L’ex premier ripercorre alcune tappe, anche dolorose, di questo percorso: “La mia vita privata, personale, familiare, con tutto ciò che questo comporta, è stata messa in pasto a una clamorosa campagna non soltanto di stampa”. Poi affonda: “Dal conto corrente privato fino a una lettera che ricevi da tuo padre, con considerazioni di natura personale: quella è una sfera davanti alla quale se c’è un reato si persegue, ma se è di intimità familiare non è consentito a nessuno violentare le vite delle altre persone”. Con l’augurio “che non accada a voi ciò che è accaduto a me”. Sul piano giudiziario, invece, Renzi gioca la carta della Cassazione: “I documenti sono stati acquisiti illegittimamente dai pm fiorentini, lo dicono ben cinque sentenze, un inedito”. Ma il fondatore di Italia viva respinge le accuse di voler portare un attacco alla magistratura: “Si vergogni chi lo pensa, chiediamo solo che la politica faccia i conti con la realtà”, dice in aula.

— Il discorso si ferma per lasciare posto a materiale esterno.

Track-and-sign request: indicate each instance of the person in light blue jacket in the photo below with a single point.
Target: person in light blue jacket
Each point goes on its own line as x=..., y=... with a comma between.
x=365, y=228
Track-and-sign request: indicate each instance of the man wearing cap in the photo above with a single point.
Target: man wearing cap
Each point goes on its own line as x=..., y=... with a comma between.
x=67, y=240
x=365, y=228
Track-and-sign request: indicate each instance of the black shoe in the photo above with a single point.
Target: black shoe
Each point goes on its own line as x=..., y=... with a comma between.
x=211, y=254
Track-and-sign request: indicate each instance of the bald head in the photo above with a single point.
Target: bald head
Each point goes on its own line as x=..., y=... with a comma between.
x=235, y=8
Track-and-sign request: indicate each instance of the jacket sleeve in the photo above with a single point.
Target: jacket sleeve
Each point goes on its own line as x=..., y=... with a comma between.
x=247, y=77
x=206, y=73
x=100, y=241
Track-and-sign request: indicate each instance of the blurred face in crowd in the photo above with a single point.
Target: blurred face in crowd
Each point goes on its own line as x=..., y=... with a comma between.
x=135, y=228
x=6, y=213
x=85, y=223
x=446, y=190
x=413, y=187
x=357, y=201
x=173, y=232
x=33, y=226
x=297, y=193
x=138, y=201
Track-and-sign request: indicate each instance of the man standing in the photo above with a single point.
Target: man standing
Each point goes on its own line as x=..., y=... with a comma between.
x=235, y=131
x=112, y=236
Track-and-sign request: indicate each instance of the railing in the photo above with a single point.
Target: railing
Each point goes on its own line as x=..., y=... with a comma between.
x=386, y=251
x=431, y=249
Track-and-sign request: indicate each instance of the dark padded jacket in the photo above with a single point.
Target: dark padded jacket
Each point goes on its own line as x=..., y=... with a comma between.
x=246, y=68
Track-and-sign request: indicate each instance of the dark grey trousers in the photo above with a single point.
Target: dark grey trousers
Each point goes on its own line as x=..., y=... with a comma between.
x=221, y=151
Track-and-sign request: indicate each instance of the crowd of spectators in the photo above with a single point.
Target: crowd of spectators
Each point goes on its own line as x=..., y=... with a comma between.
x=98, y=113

Le sue parole alla fine si rivelano convincenti. Al punto che l’area progressista si divide, con il Partito democratico che vota a favore di un pronunciamento della Consulta, mentre il M5S e Leu si schierano apertamente per il no. “Chiedere alla Corte di definire un preciso orientamento in proposito non è né una mancanza di rispetto per l’indipendenza della magistratura”, sostiene in aula il dem Parrini. All’opposto la capogruppo Cinquestelle, Mariolina Castellone: “Non consideriamo sufficienti gli elementi a disposizione per ritenere che il conflitto possa essere sollevato”, dice nel suo intervento, ricordando l’importanza del “rapporto tra etica e politica”. Per il sì al conflitto di attribuzioni votano anche Lega, Forza Italia e FdI: “Da Renzi mi separa se non tutto, tantissimo, però non lo combatterò mai a colpi di magistratura”, puntualizza Matteo Salvini.
Ora la partita torna nelle aule giudiziarie. Il 4 aprile, infatti, si aprirà l’udienza davanti al giudice per le indagini preliminari del tribunale di Firenze, dopo che la procura del capoluogo toscano ha chiesto il rinvio a giudizio per Renzi e altre dieci persone, tra le quali figurano la capogruppo di Iv alla Camera, Maria Elena Boschi, il deputato Pd, Luca Lotti, l’ex presidente della fondazione Open, Alberto Bianchi, l’imprenditore, Marco Carrai, e Patrizio Donnini, Alfonso Toto, Riccardo Maestrelli, Carmine Ansalone, Giovanni Caruci e Pietro Di Lorenzo.